For Orthodox Christians, Easter Sunday starts what is known as Bright Week, or Renewal Week, symbolizing the new light that came forth in their lives from the resurrection of Jesus and the renewed opportunity to a fruitful life with Christ. The second day of Bright Week is Easter Monday. It is a national holiday in many Orthodox Christian countries and serves not only to continue the celebrations of Easter Sunday but also to slowly re-enter the rhythm of work and studies.

This tradition resembles that of Fat Tuesday before Ash Wednesday on which, before the period of fasting during Lent season, are celebrations and preparations for the following day’s more serious tone. So Easter Monday is a day to rejoice and come out from fasting and eat the blessed foods from the previous liturgical celebration on Sunday.

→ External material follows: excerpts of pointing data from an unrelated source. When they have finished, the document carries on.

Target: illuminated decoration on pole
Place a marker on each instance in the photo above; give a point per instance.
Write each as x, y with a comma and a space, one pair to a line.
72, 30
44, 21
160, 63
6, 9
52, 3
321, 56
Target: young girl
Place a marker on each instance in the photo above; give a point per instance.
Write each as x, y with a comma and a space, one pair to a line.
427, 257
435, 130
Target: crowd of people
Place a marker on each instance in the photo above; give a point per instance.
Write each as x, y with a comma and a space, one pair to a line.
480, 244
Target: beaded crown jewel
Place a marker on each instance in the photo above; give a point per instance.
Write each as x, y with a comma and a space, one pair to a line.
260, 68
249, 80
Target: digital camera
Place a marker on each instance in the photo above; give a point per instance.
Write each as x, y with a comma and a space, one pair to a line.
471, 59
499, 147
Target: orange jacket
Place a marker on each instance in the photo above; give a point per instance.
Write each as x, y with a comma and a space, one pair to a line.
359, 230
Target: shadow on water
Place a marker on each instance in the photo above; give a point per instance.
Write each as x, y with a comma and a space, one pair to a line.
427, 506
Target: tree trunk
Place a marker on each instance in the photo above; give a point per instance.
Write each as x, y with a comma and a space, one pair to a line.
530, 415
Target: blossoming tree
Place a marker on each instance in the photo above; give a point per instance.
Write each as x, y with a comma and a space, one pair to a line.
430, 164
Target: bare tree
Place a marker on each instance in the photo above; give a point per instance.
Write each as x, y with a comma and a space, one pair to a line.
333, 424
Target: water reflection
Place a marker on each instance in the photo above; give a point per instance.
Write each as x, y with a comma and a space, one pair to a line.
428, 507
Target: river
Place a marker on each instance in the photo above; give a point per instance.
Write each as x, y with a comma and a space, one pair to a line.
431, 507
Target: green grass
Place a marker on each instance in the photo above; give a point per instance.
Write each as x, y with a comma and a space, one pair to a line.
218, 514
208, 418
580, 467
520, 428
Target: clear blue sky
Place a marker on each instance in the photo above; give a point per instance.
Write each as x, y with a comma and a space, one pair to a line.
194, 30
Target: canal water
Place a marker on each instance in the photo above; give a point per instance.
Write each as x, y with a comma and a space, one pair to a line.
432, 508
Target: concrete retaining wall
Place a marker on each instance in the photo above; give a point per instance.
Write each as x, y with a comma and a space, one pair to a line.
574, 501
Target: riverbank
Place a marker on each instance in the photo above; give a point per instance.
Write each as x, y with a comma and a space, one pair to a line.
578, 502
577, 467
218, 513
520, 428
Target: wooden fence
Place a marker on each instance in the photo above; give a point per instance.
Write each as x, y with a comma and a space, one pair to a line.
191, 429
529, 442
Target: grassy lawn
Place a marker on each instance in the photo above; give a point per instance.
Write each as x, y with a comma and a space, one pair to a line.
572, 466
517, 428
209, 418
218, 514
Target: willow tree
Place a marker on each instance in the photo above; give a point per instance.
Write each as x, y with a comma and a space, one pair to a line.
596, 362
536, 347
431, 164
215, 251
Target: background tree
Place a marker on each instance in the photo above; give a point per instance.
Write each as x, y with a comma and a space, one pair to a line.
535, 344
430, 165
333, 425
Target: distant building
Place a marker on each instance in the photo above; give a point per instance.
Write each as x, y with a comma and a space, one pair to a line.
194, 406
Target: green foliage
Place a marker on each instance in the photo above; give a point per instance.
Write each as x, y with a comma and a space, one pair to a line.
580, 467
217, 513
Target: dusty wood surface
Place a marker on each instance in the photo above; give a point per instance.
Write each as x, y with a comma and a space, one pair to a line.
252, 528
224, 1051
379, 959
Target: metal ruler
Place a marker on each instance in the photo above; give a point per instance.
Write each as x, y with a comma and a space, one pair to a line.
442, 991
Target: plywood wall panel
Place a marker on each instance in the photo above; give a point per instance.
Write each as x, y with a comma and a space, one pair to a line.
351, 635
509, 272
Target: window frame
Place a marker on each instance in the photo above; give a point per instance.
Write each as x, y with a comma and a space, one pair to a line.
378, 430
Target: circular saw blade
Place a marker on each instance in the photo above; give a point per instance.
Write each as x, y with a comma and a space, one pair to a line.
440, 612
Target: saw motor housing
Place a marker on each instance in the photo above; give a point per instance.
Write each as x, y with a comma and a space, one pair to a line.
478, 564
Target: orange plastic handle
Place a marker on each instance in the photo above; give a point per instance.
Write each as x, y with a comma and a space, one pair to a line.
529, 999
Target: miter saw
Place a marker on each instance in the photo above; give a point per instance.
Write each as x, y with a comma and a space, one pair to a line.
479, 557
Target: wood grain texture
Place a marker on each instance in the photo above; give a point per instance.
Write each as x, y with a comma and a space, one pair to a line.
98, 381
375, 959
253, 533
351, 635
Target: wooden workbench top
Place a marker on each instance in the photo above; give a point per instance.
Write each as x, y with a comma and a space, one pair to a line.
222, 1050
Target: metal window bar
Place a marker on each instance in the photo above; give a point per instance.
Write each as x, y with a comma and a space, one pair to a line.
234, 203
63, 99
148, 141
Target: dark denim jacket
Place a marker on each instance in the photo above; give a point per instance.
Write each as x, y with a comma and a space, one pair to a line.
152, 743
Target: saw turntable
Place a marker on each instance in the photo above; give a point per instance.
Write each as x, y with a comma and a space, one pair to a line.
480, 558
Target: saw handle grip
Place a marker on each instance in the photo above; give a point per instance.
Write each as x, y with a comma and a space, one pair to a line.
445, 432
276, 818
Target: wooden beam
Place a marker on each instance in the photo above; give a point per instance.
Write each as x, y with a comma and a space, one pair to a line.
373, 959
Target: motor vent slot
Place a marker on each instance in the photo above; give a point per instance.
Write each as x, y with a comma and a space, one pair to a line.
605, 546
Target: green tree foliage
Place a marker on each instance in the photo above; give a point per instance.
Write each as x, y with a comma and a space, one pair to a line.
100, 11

Easter Monday continues with the celebrations of Easter Sunday and is considered to be as if it is the same day with some minor changes in the liturgical celebrations. In Orthodox Christian churches the altar is separated by a screen from the nave, where the faithful attend the liturgical services.

This screen is called the iconostasis. The doors on the iconostasis are closed and only the high clergy can pass through them. During Easter Monday, and all throughout Bright Week, these doors are open.

Easter Monday is a day to rejoice and enjoy the fact that the rules of fasting have been lifted and within the same spirit of recollection and prayer everything can be eaten again. It is common to eat the Pascha, which is a dish made of cheese and eggs, with other ingredients, that are forbidden to be eaten during the days of the Great Fasting. Easter eggs colored red to symbolize the blood of Christ are also eaten on Easter Monday.

In Greece it is an important tradition to gather the whole family on this day and roast a lamb. In Russia during Bright Week all taverns used to be closed and no alcohol was allowed to be sold, but the lighter mood of Bright Week has since taken hold.